An ancient thoroughfare sleeps below the soil
A once-famous road lies buried under grasslands, forgotten by the people of the areas it used to serve
When Xing Shangzhi, a farmer in his late 40s, herds his sheep and tends his potato plots along a hillside in Dazhaizi village, Fuxian, Shaanxi province, he often comes across rubble consisting of bricks and tiles that date back centuries. That fact is obvious from their shape and pattern, both of which are unusual today.
Like many local people, Xing and his wife live in a dwelling dug out of the hillside below the Ziwu Range. The ridge of the range, which runs from south to north in the western part of Shaanxi over a distance of about 413 kilometers, is unusually solid, making it ideal for the excavation of cave dwellings.
Other farmers and herdsmen living along the range in several counties often find similar treasures, including earthen pipes and ancient coins of various shapes.
If that was not enough, unlike other local mountain ranges, whose ridges are often shaded by thick woodland, the ridge of the Ziwu Range is either covered by short grasses or is bare, making it look like a 10-to-60-meter-wide belt meandering along the length of the range.

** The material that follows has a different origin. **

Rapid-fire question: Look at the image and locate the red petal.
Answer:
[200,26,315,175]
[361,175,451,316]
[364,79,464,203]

For generations, the ridge has not only served as an ideal roof for cave dwellings, but also as a natural dirt road; sturdy and reliable.
Although the Ziwu Range is in the center of the Loess Plateau - an area the size of France, covered with layers of fertile soil dozens of meters deep blown from deserts in the north and west over millions of years - the soil of the ridge seems light and flimsy, meaning large plants are unable to lay deep roots.
That flimsiness is the result of an intermediate layer of extremely compact earth, about 1 or 2 meters thick, which is a lighter color than the yellow earth in which it is sandwiched.
It is in this soil layer that farmers unearth the rubble that can only have belonged to urban dwellers, and the strong layer below it, usually mixed with gravel, serves as a roadbed for the dirt path that follows the ridge of the Ziwu Range.